Thornton bought water rights in the Cache La Poudre River in the mid-1980s, to the tune of 289 shares. Then Thornton spent years in litigation to obtain a water decree.
The judges explained in their opinion that the water decree mandated Thornton to divert its water at two points (both north of Fort Collins,) transport that water through the Larimer County Canal and withdraw the water at WSSC Reservoir.
To get the water, Thornton then needed to apply for a 1041 permit to build the project. 1041 permits must be approved by Larimer’s Board.
The Larimer County Planning Commission voted to deny the permit on May 16, 2018. In response, Thornton worked to address the concerns raised by the Commission.
Thornton then submitted a revised application, which included changing the preferred route: a corridor approach that was recommended by the Commission.
With the new edits, the Commission recommended to the Board of Commissioners to approve the project.
However, the Board voted unanimously to deny the application on Feb. 11, 2019, saying the project did not meet seven of the 12 criteria.
Thornton took the decision to the District Court, claiming the board abused its discretion in denying Thornton’s application. While the Board said that seven of the criteria weren’t met, the District Court ruled that there were only three instances with competent evidence to support the Board’s conclusion.
Thornton appealed the decision at the Court of Appeals, who dealt a blow to Thornton, but recognized the Board’s abuse of power.
“Although we agree with Thornton that the Board exceeded its regulatory powers in several respects, we ultimately affirm its decision to deny the permit application,” they wrote in the opinion.
However, the decision goes both ways. Gary Wockner of Save the Poudre mentioned repeatedly that the water should flow down the Poudre River through Fort Collins.
“We’ve told Thornton for over 10 years that the water should flow down the Poudre River through Fort Collins,” Wockner said in a statement. “This is potentially a win-win project, but Thornton refuses to use the River as a conveyance and continues to waste everyone’s time and money in court.”
The Larimer Board of County Commissioners also recommended Thornton use the river, but Thornton said that running that water through the City of Fort Collins would degrade the water.
The Court of Appeals said the method would also require modification of the water decree and ruled in favor of Thornton. As well, that court noted that making that request is outside of the Board’s power.
Additionally, the Court of Appeals ruled the Board abused its discretion by suggesting Thornton’s potential use of eminent domain weakened its application because it was “disfavored by property owners.” The Court said that can’t be considered in the 1041 process.
“It is clear that the Board may not consider Thornton’s potential use of eminent domain during its 1041 review,” the judges wrote.
If Thornton decides to apply for another permit, Larimer is ready for their application.
"Larimer County has received the order and will review it closely. Because this involves a pending project by Thornton, the Board understands that it will likely be called on again to make a decision on a permit for the project, and it is committed to an open and fair process,” the Larimer County Board of Commissioners wrote in a statement.
Michelle Bird, a spokesperson for Larimer County, said they can’t comment on the case further.
“Given that there is likely to be a hearing in the future, we are limited in our comments regarding the application outside of the general land use process itself.
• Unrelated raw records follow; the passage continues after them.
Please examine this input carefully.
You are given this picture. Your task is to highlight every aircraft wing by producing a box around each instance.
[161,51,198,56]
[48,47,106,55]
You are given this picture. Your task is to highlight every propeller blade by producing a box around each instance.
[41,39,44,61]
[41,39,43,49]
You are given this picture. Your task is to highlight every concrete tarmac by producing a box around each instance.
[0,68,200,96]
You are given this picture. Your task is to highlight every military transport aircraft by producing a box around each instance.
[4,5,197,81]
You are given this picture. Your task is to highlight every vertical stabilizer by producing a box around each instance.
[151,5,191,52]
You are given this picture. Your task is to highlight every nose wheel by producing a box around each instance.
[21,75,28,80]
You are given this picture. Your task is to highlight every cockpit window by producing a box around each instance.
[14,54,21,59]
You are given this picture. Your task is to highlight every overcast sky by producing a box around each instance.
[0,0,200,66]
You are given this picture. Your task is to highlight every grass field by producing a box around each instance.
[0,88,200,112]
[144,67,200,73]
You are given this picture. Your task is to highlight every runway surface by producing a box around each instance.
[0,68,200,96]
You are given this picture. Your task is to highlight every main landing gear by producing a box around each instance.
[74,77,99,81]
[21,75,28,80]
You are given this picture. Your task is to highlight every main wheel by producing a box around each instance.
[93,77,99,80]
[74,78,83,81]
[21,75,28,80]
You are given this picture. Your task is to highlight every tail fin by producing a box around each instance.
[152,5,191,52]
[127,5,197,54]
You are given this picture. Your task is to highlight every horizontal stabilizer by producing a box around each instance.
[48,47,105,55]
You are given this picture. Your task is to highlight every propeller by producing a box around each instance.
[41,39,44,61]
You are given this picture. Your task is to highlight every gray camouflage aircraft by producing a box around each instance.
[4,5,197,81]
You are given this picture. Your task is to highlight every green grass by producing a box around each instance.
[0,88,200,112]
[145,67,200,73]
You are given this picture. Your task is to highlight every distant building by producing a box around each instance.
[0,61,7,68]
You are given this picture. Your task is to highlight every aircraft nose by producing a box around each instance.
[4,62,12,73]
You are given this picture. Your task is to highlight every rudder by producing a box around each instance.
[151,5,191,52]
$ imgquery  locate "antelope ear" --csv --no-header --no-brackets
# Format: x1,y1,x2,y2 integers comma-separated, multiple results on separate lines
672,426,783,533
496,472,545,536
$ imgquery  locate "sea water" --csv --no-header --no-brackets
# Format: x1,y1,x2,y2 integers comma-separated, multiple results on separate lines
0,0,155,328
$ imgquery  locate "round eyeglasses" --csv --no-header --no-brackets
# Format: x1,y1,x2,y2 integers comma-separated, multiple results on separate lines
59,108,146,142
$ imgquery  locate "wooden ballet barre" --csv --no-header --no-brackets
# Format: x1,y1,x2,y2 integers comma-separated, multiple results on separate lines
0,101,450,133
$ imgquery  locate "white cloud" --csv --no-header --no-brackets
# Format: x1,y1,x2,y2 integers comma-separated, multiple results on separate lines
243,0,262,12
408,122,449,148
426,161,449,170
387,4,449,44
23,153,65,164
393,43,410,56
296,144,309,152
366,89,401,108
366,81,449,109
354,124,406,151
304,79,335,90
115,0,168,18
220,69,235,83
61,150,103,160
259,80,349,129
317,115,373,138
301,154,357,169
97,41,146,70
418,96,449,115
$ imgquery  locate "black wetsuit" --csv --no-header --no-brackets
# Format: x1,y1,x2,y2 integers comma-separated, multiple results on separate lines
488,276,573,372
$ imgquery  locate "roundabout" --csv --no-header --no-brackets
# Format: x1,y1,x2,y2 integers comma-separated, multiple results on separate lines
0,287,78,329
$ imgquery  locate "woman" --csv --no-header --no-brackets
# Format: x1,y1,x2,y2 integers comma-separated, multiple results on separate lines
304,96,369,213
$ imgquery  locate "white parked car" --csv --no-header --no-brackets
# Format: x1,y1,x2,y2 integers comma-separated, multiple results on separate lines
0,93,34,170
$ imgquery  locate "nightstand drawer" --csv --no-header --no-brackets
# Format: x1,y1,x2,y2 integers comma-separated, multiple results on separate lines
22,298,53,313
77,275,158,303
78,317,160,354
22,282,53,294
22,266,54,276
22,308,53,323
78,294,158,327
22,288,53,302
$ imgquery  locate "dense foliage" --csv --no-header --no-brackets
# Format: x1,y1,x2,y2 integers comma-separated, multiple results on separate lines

The Board of County Commissioners is like the judge in these types of land use application processes, so it would be inappropriate for them to speak on behalf of either side of the application,” she wrote in an email.
With the delay of the project, Barnes said the city might need to delay permitting developments.
“There’s a high likelihood that without our water from Larimer County, Thornton will have to slow down development activity because we can’t ensure projects will be entitled with water. We’ve been communicating with the Home Builders Association monthly about the status of our project. Larimer’s denial of our pipeline is definitely affecting the business community’s property rights and ability to operate plans that have been years in the making," he said in a statement.